Fuel prices may traditionally be one of the biggest costs facing motorists, however, drivers can expect to see low prices at the pumps for months to come, predicts one expert.
Despite car owners benefitting from oil prices that have plummeted by around 40 per cent since June, Mohamed A El-Erian from Bloomberg View expects that prices should remain low.
El-Erian told the BBC that there has been a “fundamental shift” in the oil industry, which we can expect to cause long-lasting effects. Leading this change is the fact that Saudi Arabia has decided against cutting oil production to increase revenues. This comes after the gulf nation lost out to rival oil producing countries when it attempted to do this in the past – and as new sources of oil, such as US shale fields now play a bigger role in the industry.
Low prices will lead to the gradual shutdown of what are now unprofitable oil fields and alternative energy supplies, and they will discourage investment in new capacity.
Thanks to a steady supply of oil from Saudi Arabia, the demand for affordable oil should keep prices low, in the near future at least.
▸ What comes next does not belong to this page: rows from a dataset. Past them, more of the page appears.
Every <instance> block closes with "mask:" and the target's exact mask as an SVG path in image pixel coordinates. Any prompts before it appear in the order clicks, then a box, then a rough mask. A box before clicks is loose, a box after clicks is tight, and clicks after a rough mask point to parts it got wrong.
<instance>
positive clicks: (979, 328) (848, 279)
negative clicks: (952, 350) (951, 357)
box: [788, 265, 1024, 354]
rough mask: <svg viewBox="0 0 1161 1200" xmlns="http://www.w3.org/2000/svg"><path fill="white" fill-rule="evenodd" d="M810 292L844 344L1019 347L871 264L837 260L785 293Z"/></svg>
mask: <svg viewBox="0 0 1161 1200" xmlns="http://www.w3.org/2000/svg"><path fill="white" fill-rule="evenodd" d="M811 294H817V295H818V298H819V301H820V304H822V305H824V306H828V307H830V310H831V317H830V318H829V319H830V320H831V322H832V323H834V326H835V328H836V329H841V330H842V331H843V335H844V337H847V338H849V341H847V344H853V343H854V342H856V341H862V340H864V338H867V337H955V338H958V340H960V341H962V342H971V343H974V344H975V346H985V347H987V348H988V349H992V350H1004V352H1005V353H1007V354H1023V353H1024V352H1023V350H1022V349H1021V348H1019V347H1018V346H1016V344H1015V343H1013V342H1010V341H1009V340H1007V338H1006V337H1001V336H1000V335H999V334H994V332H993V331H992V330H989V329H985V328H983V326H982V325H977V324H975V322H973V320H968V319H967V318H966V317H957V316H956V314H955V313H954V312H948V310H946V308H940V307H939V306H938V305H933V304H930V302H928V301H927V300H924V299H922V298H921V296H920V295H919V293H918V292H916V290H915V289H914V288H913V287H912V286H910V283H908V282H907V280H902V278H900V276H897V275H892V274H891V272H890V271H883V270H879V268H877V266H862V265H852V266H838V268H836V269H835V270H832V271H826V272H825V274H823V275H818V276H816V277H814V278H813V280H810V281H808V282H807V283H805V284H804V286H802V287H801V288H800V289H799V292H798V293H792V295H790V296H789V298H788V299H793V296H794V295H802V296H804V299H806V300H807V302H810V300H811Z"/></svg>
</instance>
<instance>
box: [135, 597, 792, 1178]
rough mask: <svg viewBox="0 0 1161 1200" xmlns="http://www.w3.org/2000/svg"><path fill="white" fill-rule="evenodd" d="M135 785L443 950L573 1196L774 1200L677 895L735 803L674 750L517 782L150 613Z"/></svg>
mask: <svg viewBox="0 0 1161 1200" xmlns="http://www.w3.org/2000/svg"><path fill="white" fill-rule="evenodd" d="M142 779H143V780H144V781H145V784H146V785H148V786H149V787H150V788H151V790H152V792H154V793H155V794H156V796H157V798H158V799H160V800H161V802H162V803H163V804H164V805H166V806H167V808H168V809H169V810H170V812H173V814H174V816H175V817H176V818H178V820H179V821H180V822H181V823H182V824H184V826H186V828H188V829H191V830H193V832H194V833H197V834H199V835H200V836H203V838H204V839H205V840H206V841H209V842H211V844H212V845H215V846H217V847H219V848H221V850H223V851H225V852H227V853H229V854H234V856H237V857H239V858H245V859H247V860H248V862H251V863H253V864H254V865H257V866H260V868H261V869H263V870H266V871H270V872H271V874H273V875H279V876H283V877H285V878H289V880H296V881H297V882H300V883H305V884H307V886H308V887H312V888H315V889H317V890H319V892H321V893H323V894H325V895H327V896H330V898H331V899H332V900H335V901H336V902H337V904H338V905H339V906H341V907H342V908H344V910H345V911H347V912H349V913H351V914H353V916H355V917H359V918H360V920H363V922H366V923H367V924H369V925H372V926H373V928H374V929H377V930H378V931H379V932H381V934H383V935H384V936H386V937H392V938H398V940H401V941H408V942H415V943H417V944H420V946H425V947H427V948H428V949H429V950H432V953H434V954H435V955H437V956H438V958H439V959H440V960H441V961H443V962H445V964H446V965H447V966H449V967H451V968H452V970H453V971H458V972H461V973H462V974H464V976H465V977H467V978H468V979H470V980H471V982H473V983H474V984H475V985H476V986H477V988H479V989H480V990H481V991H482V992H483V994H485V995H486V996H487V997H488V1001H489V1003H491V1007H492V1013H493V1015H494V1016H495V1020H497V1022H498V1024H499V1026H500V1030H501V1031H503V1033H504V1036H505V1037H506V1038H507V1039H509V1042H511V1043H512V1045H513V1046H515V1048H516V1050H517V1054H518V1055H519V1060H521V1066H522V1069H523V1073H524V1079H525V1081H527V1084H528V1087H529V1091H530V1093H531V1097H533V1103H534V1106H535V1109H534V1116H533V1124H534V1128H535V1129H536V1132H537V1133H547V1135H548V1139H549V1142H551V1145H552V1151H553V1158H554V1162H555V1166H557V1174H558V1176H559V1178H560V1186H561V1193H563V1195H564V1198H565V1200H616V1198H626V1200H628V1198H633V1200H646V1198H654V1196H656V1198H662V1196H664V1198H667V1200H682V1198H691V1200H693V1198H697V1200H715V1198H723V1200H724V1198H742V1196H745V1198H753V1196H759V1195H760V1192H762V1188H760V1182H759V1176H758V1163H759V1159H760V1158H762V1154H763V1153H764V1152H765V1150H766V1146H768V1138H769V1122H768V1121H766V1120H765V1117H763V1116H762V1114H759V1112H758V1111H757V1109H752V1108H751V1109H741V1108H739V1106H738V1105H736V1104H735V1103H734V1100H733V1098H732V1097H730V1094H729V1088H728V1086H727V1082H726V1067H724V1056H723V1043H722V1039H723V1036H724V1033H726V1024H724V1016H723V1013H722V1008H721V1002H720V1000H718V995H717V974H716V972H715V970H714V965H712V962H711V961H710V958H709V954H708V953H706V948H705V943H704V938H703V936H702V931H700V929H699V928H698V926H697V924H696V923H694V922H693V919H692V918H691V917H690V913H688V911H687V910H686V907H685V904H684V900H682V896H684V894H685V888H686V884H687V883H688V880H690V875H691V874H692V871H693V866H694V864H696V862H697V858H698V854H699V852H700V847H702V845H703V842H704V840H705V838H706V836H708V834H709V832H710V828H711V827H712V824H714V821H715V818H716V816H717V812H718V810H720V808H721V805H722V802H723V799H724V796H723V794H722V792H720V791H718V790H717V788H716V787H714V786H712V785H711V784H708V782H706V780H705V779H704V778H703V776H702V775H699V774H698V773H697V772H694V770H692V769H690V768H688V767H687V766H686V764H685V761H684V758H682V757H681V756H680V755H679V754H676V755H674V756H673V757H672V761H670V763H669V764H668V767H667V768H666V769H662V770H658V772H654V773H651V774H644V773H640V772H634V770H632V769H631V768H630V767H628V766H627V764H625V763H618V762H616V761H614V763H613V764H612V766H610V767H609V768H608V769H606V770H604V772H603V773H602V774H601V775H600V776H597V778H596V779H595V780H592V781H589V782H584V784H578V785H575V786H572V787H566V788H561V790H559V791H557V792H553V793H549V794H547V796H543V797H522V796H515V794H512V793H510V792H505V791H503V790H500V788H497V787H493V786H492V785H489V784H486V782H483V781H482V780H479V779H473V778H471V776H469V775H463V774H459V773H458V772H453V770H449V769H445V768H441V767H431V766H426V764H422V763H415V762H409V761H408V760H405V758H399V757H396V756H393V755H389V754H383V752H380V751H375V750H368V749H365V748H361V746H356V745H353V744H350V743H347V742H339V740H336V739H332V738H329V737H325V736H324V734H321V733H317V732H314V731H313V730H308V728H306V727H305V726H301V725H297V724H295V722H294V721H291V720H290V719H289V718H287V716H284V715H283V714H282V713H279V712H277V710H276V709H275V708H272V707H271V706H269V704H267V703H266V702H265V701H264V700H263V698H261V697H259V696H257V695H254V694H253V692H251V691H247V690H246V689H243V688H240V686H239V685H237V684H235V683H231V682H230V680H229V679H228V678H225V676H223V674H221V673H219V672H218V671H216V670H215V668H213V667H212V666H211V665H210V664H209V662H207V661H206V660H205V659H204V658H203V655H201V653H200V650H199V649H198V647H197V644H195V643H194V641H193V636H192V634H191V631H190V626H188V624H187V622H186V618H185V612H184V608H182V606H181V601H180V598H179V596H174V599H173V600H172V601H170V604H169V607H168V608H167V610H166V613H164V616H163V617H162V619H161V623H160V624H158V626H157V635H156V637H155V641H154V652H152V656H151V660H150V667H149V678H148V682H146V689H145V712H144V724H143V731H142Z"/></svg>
It will also have an impact on global politics, El-Erian adds: "Low prices will lead to the gradual shutdown of what are now unprofitable oil fields and alternative energy supplies, and they will discourage investment in new capacity. At the same time, they will encourage higher demand for oil."
While oil importing countries will benefit from lower prices, those whose economies rely on exporting oil – including Russia, Venezuela, Nigeria and Iraq – will lose out. The biggest effect on motorists – apart from having more money in their pockets – is that petrol models will be more attractive than pricier diesels in light of smaller differences in the cost of fuelling both.